Cautious Venture Capitalists Delay IPOs
Oct. 4, 2005--Tech companies led a third-quarter surge in venture-backed initial public offerings, but insiders say market pressures are holding many others back.
On Monday, the National Venture Capital Association said the third quarter of 2005 saw 19 venture-backed companies issued stock for the first time, collecting almost $1.5 billion from investors. This tops the first two quarters of the year which saw only 10 venture-backed IPOs apiece. But the strong showing remains below 2004's quarterly average of 23 IPOs. Observers say various factors such as longer product development cycles, the presence of acquisitive and powerful incumbents, and the pressure of answering to shareholders may be forcing companies to solicit buyers or seek another round of venture capital.
"Many companies are in a position to delay going public, and avoid having to show profits immediately," said Kirk Walden, PricewaterhouseCoopers' director of venture capital research.
Walden pointed to Vonage, which received an additional $200 million in venture capital in the second quarter instead of going public. "They want to spend that money in big chunks to advertise and expand their customer base in ways they wouldn't be able to if they had to answer to investors."
In the second quarter, Jazz Pharmaceuticals and Caspian Networks also secured additional venture investments of $100 million and $55 million, respectively.
Walden said the longer product cycles force life sciences and biotech firms to stave off issuing stock until they are ready to bring a drug or medical device to market, and are reasonably assured of regulatory approval.

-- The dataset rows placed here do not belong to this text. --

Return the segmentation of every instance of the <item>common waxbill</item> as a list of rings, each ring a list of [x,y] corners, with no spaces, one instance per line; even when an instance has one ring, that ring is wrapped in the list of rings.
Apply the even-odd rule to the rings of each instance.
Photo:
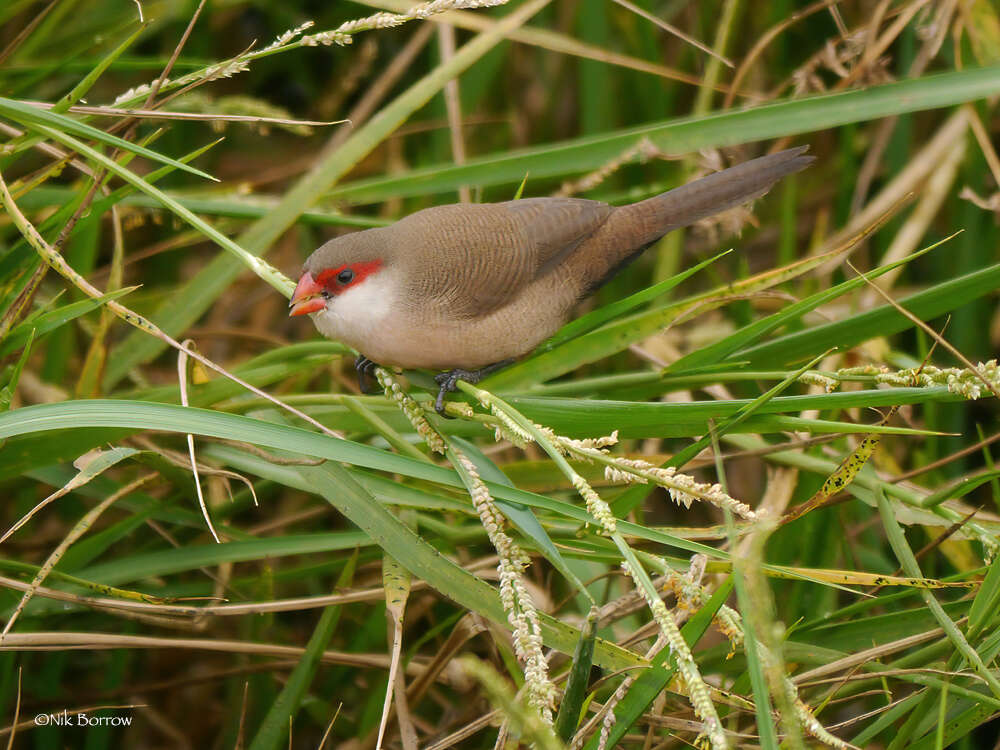
[[[667,232],[766,193],[813,161],[793,148],[627,206],[578,198],[462,203],[337,237],[305,262],[290,315],[373,363],[448,370],[437,410],[461,378],[552,335],[574,306]],[[362,380],[362,383],[364,381]]]

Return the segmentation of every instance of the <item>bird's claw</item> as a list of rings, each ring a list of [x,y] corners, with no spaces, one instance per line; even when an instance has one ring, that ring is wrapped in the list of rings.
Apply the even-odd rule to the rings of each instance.
[[[505,359],[500,362],[494,362],[492,365],[487,365],[479,370],[456,369],[448,370],[447,372],[439,372],[434,376],[434,382],[441,386],[438,390],[437,398],[434,400],[434,411],[445,419],[452,419],[452,417],[449,417],[444,411],[444,396],[446,393],[458,390],[459,380],[464,380],[466,383],[472,383],[474,385],[487,375],[492,375],[497,370],[503,369],[513,361],[513,359]]]
[[[434,382],[441,387],[438,389],[437,398],[434,399],[434,411],[445,419],[453,419],[444,410],[445,394],[458,390],[459,380],[464,380],[468,383],[478,382],[479,378],[476,375],[476,372],[470,372],[469,370],[448,370],[448,372],[439,372],[435,375]]]
[[[378,389],[372,387],[372,372],[378,364],[372,362],[368,357],[358,357],[354,360],[354,369],[358,373],[358,388],[362,393],[376,393]]]

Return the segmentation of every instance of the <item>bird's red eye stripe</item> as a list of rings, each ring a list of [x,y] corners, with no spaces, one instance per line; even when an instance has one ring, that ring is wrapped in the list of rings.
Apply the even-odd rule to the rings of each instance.
[[[350,289],[352,286],[360,284],[381,267],[382,260],[379,258],[376,260],[365,261],[363,263],[351,263],[350,265],[345,264],[338,266],[337,268],[326,268],[320,271],[316,276],[316,283],[332,294],[340,294],[345,289]],[[347,270],[352,271],[354,275],[350,281],[345,284],[337,277],[340,276],[342,272]]]

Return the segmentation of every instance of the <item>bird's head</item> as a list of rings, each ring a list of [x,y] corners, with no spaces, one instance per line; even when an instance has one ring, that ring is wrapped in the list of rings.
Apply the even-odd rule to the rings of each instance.
[[[386,260],[378,247],[380,243],[372,241],[371,233],[337,237],[310,255],[292,293],[288,314],[322,312],[334,307],[342,295],[370,283],[382,271]]]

For software developers, large incumbents like Microsoft and Oracle can scare off potential IPO investors, Walden added. These large companies often use their own stocks for acquisitions. Investors, however, prefer cash, and may therefore shy away from taking part in IPOs of companies that are likely takeover candidates. "It's a really tough IPO market for software companies," said Walden. "This may have deflated the number of IPOs last quarter."

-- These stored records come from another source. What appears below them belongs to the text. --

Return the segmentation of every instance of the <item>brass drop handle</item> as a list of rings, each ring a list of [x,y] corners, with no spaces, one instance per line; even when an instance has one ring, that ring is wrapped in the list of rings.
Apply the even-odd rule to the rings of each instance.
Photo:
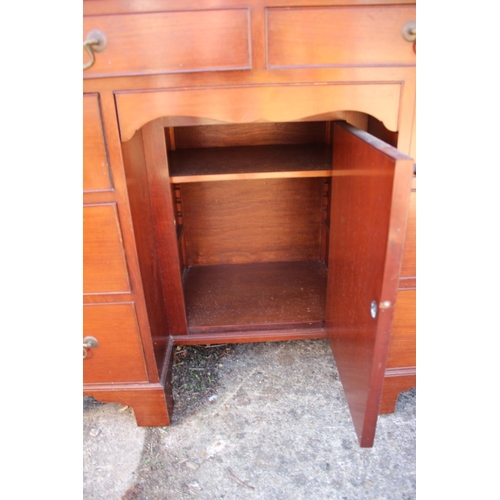
[[[408,21],[403,26],[403,38],[407,42],[414,42],[417,39],[417,23],[415,21]]]
[[[87,51],[90,60],[83,65],[83,71],[89,69],[95,62],[94,52],[102,52],[108,45],[106,35],[99,30],[89,31],[87,39],[83,42],[83,48]]]
[[[83,339],[83,359],[85,359],[89,354],[89,349],[95,349],[99,345],[99,342],[95,337],[85,337]]]

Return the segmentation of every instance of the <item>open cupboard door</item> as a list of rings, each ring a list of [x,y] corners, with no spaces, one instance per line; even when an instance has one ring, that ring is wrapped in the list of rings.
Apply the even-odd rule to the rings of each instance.
[[[343,122],[333,130],[326,330],[362,447],[373,446],[413,160]]]

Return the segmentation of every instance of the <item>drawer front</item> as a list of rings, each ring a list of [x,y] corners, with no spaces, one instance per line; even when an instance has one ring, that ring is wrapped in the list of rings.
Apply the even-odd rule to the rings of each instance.
[[[91,30],[107,47],[86,78],[251,67],[247,8],[85,17],[84,40]]]
[[[111,189],[108,155],[97,94],[83,96],[83,190]]]
[[[406,226],[406,237],[401,264],[401,276],[417,275],[417,193],[412,190]]]
[[[414,6],[268,9],[269,68],[414,65],[402,35]]]
[[[83,292],[129,291],[116,205],[86,205],[83,208]]]
[[[399,290],[387,368],[416,366],[416,290]]]
[[[99,345],[83,360],[84,383],[143,382],[146,365],[132,303],[83,306],[84,337]]]

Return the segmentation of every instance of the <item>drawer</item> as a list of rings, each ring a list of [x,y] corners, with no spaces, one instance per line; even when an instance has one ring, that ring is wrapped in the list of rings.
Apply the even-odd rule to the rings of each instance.
[[[83,208],[83,292],[130,291],[114,203]]]
[[[83,190],[111,189],[99,96],[83,96]]]
[[[399,290],[394,311],[388,368],[416,366],[416,290]]]
[[[270,8],[266,17],[269,68],[415,64],[402,35],[412,5]]]
[[[86,78],[251,67],[247,8],[87,16],[83,30],[107,39]]]
[[[410,207],[408,222],[406,226],[406,237],[403,250],[403,261],[401,264],[401,276],[417,275],[417,192],[412,189],[410,196]]]
[[[133,303],[84,305],[83,332],[99,343],[83,360],[84,383],[147,380]]]

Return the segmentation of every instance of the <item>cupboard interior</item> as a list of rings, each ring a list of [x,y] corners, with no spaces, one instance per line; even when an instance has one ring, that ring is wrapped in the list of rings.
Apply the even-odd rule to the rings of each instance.
[[[166,134],[188,332],[322,326],[329,122]]]
[[[356,121],[395,145],[397,134],[377,120],[357,114]],[[332,122],[164,123],[163,168],[174,207],[187,333],[322,328]],[[134,141],[141,142],[123,144],[124,163],[135,231],[147,233],[140,197],[134,195],[142,192],[136,184],[144,182]],[[139,239],[148,238],[154,244],[151,235]],[[140,246],[141,269],[153,276],[144,261],[151,255],[148,244],[142,252]],[[166,288],[163,283],[165,297]],[[150,307],[158,303],[152,291],[145,292]]]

Mark Heesen, president of the National Venture Capital Association, said that investors are allowing companies to look beyond quarterly earnings and invest in longer-term growth. Many, however, are finding lackluster research and development pipelines, and turning to acquisitions for new technology and product ideas.
The largest third-quarter acquisition came when telecom equipment maker Juniper Networks paid $337 million in cash and stock for Peribit Networks. Peribit's software can improve the performance and speed of Juniper's wide area networking gear.
Overall, venture-backed acquisitions this quarter outnumbered IPOs by four to one, and are on par with the rolling average of 78 per quarter since the beginning of 2003.
"From a long-term economic perspective, it's not good for the entrepreneurial spirit if all venture-backed companies get acquired," said Heesen. "That's hard to put down on paper, but the reality is that entrepreneurs consider the gold ring an IPO, not an acquisition."